At first thought, one might predict capacities to have been designed or to have evolved to be closely matched to loads, and series capacities to be closely matched to each other, to avoid the waste of energy and space associated with excess capacities that could never be used. In practice, there are many reasons why this often proves not to be the case: capacities exceed their loads by safety factors typically of 1.2 to 10, and series capacities are not always equal to each other. Understanding the reasons for this variation in safety factors is currently one of the major problems in quantitative evolutionary design.

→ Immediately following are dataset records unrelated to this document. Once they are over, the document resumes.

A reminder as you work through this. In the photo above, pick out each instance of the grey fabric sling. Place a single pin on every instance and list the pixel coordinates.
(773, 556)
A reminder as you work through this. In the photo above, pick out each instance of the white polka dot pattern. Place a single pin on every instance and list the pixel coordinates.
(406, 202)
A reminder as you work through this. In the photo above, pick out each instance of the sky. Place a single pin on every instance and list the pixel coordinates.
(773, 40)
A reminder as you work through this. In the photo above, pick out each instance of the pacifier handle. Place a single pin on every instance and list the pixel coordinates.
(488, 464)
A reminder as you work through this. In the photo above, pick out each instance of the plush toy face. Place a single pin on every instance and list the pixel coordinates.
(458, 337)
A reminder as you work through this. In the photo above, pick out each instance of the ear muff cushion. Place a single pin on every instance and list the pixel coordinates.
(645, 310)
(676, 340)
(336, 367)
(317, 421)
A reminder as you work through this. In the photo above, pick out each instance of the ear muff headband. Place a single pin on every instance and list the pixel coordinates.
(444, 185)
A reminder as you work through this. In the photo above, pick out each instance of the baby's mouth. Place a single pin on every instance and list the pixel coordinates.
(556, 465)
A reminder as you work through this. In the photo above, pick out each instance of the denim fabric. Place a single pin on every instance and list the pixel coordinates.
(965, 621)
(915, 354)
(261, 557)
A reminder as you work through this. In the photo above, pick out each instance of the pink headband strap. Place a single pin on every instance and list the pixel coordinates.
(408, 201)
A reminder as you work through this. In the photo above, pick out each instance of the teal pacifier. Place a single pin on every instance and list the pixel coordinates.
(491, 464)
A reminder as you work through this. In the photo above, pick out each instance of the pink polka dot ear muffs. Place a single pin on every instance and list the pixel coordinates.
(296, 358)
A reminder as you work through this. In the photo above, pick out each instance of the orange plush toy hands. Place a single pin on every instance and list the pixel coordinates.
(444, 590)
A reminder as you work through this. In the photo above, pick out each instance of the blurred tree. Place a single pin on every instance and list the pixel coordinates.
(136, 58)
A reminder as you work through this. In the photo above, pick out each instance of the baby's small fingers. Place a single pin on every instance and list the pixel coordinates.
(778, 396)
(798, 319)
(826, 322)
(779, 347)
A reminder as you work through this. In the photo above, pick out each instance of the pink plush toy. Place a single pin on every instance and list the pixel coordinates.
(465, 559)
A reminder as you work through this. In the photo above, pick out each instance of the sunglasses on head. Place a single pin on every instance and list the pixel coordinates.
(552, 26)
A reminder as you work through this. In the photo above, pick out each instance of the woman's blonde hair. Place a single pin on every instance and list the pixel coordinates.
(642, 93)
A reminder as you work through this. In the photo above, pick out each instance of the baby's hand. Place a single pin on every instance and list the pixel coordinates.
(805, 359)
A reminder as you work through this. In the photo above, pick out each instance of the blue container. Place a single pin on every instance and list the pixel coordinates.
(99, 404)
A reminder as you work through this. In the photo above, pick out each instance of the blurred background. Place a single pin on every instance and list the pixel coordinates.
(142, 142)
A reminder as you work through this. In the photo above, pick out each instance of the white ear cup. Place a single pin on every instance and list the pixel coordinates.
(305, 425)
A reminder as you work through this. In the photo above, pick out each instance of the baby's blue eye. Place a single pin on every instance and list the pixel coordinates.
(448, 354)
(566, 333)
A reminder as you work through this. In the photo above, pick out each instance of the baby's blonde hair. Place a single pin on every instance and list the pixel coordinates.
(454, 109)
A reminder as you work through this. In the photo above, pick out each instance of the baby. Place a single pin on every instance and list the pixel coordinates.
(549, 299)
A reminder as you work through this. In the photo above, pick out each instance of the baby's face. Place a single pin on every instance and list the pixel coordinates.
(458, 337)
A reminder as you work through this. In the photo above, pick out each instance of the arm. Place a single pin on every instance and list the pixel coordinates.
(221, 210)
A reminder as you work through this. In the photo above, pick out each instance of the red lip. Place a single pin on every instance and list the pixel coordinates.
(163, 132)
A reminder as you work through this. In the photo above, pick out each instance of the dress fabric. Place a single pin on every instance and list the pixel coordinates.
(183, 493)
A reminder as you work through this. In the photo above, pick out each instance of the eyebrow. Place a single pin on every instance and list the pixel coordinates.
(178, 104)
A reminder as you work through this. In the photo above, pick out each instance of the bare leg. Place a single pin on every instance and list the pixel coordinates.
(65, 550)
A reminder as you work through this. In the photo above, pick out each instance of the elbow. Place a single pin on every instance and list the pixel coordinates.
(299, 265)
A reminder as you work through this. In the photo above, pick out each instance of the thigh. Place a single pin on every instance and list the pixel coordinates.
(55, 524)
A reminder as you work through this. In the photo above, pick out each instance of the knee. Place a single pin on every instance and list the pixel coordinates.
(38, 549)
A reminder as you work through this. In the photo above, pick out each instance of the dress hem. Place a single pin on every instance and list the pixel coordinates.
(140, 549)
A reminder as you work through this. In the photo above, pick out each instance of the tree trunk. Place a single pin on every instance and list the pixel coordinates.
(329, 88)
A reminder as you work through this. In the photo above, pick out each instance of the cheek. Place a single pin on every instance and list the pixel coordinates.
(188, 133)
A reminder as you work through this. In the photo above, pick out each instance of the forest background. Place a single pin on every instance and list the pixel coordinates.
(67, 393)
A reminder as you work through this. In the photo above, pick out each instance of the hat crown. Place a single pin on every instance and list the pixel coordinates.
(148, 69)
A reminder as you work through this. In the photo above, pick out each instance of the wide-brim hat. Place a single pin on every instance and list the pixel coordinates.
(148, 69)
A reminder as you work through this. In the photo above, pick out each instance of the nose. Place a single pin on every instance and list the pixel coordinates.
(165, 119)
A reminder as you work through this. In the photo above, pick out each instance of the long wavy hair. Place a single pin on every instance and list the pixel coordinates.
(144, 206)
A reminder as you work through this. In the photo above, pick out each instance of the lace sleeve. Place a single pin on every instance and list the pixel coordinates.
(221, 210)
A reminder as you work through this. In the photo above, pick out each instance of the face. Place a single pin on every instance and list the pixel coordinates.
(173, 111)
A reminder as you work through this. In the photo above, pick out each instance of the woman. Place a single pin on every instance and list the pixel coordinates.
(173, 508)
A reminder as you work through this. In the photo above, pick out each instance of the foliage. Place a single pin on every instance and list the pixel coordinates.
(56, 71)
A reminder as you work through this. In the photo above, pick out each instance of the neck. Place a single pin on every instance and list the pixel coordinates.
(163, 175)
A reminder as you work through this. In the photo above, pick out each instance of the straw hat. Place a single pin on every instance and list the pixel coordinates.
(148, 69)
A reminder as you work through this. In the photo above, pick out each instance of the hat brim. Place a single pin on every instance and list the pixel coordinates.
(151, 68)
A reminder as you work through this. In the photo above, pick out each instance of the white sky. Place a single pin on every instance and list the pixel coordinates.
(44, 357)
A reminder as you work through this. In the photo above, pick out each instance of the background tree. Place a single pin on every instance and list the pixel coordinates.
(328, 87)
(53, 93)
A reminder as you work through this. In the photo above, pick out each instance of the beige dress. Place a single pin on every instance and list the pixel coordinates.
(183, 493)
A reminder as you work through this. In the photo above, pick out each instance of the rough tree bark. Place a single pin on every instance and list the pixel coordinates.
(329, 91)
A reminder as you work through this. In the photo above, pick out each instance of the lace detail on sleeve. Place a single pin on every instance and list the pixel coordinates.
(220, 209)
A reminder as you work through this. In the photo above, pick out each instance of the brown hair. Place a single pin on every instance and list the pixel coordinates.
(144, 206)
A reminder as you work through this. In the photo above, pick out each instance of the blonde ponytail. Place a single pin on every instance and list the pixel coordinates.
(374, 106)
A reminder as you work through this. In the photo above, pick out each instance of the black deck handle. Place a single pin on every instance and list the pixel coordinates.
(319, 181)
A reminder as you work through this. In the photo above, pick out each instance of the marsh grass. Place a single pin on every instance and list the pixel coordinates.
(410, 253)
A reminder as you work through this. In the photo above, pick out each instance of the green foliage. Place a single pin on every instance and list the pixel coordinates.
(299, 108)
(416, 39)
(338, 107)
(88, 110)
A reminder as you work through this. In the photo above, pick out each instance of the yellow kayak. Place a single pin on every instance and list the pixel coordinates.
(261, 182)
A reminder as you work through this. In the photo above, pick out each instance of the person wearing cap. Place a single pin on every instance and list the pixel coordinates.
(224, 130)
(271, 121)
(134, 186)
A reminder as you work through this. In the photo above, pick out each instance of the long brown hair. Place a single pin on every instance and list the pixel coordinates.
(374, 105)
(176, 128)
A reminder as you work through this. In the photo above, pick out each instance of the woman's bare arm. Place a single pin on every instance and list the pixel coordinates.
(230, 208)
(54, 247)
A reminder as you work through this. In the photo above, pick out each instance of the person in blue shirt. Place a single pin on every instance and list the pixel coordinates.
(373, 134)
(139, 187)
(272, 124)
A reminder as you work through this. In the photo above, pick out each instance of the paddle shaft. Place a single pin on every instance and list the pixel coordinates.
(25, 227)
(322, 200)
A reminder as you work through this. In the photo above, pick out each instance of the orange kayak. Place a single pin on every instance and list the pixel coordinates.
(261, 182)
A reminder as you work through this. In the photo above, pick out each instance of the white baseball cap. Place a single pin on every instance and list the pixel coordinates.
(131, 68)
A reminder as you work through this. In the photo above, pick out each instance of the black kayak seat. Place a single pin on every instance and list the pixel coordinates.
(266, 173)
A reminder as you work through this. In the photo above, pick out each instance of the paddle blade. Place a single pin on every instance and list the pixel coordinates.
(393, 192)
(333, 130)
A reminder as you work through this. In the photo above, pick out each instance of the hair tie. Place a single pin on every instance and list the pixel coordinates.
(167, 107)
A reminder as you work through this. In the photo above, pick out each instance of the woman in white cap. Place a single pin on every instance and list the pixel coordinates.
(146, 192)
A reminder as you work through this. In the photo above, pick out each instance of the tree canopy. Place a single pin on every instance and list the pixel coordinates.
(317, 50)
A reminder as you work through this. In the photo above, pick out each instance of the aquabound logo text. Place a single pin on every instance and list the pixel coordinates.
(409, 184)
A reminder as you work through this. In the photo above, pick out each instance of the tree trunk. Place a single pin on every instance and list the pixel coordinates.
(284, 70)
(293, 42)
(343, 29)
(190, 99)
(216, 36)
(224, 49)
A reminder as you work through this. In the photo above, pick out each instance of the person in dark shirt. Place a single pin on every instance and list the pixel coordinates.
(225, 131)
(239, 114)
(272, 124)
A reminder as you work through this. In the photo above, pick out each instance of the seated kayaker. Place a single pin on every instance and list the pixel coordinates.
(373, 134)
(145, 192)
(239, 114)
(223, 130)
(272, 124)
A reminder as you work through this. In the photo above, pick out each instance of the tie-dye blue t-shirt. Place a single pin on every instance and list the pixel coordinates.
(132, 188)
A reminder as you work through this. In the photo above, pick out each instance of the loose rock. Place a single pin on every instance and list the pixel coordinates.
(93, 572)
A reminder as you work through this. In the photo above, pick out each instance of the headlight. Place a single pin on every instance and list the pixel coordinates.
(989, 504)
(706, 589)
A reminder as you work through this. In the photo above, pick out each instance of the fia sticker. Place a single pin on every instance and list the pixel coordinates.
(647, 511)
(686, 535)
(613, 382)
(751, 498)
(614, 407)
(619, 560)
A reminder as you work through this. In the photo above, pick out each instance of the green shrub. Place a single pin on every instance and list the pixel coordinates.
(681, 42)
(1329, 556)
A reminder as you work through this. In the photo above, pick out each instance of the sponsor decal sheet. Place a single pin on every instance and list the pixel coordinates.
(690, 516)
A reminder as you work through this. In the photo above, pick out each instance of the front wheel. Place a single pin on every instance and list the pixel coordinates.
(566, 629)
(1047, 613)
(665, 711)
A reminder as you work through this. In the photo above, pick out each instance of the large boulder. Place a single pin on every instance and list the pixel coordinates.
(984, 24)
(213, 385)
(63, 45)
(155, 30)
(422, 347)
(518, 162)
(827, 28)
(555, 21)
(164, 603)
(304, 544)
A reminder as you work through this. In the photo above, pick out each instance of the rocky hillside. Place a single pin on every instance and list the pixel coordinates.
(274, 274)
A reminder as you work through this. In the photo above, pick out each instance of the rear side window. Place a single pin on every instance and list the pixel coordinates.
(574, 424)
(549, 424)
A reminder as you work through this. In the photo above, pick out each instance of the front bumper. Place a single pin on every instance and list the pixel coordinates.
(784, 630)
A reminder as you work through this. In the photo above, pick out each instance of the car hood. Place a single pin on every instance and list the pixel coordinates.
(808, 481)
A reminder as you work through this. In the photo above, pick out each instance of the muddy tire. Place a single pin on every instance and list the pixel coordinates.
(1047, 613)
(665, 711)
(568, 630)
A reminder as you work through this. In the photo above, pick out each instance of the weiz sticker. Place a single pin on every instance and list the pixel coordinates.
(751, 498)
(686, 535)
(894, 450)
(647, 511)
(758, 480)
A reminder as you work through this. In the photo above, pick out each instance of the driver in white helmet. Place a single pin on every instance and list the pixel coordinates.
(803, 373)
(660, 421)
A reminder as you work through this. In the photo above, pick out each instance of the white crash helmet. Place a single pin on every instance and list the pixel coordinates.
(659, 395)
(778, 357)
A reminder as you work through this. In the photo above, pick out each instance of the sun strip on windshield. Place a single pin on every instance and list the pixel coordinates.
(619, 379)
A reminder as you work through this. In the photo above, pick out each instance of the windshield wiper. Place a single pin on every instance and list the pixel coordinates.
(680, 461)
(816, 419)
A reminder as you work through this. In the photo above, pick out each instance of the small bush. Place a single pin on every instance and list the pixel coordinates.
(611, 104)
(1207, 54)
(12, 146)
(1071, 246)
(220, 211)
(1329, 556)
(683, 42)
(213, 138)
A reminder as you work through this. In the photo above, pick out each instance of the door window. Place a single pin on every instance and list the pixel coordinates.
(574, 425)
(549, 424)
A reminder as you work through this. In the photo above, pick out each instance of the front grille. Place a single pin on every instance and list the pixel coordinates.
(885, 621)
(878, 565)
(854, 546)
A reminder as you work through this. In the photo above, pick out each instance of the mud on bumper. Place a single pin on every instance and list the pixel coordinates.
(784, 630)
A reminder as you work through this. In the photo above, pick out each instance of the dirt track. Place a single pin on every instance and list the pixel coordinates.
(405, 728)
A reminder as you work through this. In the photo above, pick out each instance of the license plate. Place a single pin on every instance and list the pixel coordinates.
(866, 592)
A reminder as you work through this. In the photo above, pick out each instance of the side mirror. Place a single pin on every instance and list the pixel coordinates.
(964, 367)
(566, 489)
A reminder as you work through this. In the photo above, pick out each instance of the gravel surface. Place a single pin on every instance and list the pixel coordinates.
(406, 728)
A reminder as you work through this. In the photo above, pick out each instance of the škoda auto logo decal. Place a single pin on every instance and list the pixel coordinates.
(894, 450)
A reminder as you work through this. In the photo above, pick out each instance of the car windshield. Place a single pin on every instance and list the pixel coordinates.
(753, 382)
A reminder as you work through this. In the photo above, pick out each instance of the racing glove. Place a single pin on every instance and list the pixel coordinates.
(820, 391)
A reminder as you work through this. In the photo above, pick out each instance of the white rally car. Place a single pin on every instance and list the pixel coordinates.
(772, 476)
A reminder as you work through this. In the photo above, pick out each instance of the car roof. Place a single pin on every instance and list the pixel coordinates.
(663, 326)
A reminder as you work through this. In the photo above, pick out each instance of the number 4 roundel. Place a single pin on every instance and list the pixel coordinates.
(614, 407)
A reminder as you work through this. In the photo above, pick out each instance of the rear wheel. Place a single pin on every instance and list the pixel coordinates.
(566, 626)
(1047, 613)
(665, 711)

Biological design questions arise at all levels of organization, from questions of microdesign at the molecular level (such as enzyme reaction chains) to questions of grand design at the level of relations between whole organs. The most extensive studies of grand design are those by Taylor, Weibel, and colleagues (5–7), who compared oxygen-transporting capacities of the main elements in series in the mammalian system for aerobic exercise: lungs, heart, muscle capillaries, and muscle mitochondria. Our paper is instead concerned with grand design of the mammalian system for nutrient processing. Nutrients are processed by several organs in series, being first consumed by mouth, then hydrolyzed and absorbed in the intestine, metabolized in liver and other organs, and finally excreted (in the original form or as metabolites) by the kidneys. Can all of those organs process nutrients at rates exceeding the animal's voluntary intake? Is the intestine's capacity for supplying nutrients to the rest of the body equal to, greater than, or less than the capacity of the liver, kidneys, and other organs to process those nutrients? One might expect the nutrient-processing capacities of these organs to have evolved under severe design constraints, because nutrient processing is essential to survival, the organs involved are among the most energetically costly in the body (8), and the organs show strong up- and down-regulation in response to nutrient availability and demand (9–11).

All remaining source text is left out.